It’s that time of year again.

Tomorrow morning, thousands of adventurous (or phenomenally stupid) young men from around the world will run with the bulls in the streets of Pamplona.

I was one of those adventurous (let’s be honest — phenomenally stupid) young men once (see “¡Viva San Fermin!“). Though it was over a decade ago, I remember it like it was yesterday.

Lest I get teary-eyed, I’ll cut the nostalgia short. Today, we’re going to focus on a very different “running of the bulls.” Among individual investors, it seems there is nary a bull to be found these days. According to the latest American Association of Individual Investors (“AAII”) Sentiment Survey, there are fewer bulls today than at any time since the 2008 meltdown:

The AAII survey measures the percentage of individual investors who are bullish, bearish, and neutral on the stock market for the next six months.

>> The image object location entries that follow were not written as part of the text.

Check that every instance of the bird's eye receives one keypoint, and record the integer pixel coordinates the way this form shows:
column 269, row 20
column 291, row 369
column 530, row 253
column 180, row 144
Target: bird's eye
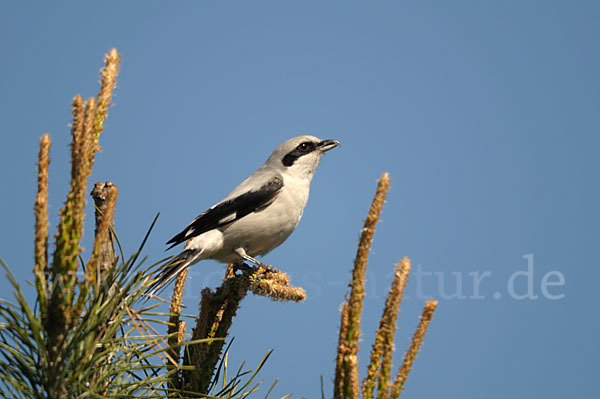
column 304, row 146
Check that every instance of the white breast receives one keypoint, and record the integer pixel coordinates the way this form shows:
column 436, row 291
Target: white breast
column 261, row 232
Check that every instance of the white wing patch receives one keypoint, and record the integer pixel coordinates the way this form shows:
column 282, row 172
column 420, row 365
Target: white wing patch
column 228, row 218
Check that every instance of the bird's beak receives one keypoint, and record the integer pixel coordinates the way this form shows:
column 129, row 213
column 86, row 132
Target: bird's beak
column 327, row 145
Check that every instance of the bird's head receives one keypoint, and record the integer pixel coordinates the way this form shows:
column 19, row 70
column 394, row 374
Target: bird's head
column 300, row 155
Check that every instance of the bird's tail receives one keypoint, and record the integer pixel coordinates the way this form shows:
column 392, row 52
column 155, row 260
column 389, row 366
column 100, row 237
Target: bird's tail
column 172, row 269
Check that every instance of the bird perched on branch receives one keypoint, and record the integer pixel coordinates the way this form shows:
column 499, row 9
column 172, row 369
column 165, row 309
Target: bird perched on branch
column 257, row 217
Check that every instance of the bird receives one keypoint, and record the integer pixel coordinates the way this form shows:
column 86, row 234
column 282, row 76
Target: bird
column 256, row 217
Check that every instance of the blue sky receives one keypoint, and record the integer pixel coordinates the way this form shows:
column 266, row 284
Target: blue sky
column 484, row 113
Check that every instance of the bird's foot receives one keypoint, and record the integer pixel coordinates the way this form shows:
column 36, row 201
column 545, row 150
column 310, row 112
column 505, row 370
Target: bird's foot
column 268, row 268
column 241, row 267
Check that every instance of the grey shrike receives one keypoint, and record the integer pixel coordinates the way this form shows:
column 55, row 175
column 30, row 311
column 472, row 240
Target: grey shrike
column 257, row 217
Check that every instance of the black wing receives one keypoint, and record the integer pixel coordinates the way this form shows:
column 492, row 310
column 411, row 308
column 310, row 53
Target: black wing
column 229, row 211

To smooth out the noise a little, I used an 8-week moving average. And as you can see, bullishness is currently at lows you might normally associate with panic bottoms.

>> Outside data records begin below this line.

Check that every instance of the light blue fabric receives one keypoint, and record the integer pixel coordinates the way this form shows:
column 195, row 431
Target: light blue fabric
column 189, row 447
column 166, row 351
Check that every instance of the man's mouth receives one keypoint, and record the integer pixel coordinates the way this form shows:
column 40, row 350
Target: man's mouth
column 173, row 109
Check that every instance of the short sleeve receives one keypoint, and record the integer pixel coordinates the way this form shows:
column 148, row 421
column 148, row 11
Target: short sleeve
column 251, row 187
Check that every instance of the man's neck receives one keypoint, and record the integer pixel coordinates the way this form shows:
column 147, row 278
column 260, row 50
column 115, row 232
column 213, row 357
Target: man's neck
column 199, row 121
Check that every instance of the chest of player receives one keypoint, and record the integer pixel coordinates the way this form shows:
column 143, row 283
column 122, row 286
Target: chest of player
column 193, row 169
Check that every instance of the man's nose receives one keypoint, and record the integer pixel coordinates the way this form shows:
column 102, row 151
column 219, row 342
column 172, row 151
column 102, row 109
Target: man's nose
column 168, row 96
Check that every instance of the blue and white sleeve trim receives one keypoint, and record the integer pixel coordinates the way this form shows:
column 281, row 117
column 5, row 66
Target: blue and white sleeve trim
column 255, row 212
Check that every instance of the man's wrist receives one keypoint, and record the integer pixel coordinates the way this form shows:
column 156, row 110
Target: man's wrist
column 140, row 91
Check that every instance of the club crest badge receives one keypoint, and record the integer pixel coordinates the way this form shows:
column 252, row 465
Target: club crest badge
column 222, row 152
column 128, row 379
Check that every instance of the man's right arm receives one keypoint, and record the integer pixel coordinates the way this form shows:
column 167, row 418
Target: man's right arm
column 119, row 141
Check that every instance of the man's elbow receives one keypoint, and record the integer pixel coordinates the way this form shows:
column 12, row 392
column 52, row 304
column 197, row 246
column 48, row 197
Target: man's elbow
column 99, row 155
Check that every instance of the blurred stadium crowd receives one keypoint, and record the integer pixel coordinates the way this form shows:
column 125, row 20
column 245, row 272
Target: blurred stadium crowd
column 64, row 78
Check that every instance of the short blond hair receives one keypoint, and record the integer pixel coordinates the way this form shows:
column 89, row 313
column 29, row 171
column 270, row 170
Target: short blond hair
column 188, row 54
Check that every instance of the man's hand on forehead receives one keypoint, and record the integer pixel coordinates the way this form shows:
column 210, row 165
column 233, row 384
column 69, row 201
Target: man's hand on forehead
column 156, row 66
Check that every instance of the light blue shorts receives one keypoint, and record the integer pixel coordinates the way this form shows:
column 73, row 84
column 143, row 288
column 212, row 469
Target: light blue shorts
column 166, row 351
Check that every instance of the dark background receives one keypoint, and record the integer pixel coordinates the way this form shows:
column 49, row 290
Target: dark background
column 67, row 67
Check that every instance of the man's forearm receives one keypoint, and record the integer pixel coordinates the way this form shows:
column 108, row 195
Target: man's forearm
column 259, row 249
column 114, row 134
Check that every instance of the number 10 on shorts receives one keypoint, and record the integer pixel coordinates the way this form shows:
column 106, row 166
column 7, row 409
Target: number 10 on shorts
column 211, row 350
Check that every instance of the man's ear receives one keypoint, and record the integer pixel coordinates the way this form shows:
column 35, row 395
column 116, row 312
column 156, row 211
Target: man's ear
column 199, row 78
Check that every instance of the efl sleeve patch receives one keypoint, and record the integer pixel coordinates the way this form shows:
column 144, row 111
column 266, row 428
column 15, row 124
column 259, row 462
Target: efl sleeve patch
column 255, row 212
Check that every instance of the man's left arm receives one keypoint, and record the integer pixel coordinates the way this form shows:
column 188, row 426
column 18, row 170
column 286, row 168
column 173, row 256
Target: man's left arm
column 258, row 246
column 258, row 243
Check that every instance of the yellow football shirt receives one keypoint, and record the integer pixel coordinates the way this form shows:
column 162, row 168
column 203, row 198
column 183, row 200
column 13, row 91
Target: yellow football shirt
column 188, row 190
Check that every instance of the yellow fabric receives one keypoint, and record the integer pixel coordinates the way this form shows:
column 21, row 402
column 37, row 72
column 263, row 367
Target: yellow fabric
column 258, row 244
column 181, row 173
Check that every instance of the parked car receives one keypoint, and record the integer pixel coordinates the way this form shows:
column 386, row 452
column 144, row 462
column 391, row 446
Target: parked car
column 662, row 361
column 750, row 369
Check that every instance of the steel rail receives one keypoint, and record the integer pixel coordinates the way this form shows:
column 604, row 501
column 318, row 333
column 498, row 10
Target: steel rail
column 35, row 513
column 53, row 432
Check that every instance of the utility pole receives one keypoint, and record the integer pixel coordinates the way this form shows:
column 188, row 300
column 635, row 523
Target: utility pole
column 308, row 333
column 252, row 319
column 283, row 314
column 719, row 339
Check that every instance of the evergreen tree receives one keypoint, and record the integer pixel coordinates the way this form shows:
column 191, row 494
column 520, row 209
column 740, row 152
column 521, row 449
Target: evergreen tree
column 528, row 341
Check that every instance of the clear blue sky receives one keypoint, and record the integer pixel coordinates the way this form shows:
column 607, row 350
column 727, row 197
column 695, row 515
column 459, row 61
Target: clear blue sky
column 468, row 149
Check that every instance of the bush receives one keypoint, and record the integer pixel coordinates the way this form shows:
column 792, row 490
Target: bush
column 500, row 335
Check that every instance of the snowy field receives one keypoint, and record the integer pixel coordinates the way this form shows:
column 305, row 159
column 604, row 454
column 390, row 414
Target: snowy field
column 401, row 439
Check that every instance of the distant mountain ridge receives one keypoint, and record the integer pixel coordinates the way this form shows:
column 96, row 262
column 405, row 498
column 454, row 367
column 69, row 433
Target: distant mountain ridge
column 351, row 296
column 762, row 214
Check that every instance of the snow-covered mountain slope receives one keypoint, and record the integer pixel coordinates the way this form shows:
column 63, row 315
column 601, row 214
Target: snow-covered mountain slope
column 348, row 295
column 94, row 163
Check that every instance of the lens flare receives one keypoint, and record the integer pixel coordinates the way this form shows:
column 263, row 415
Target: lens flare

The weekly reading shows that just 22.6% of individual investors are bullish about the market over the next six months. To give a little long-term perspective, the long-term average bullishness reading is 38.8%.

While it has become cliche to call this “the most hated bull market in history,” at least by this metric it would seem like an accurate statement.

The AAII Sentiment Survey is viewed by many as a contrarian indicator. Like most measures that depend on investor psychology, it is noisy and doesn’t always give clear signals. But the takeaway here is that the bull market probably has a little longer to run. Yes, stocks are very expensive at these levels and probably won’t offer much in the way of returns over the next 8-10 years. But that doesn’t mean the market can’t continue to drift higher for the next several months.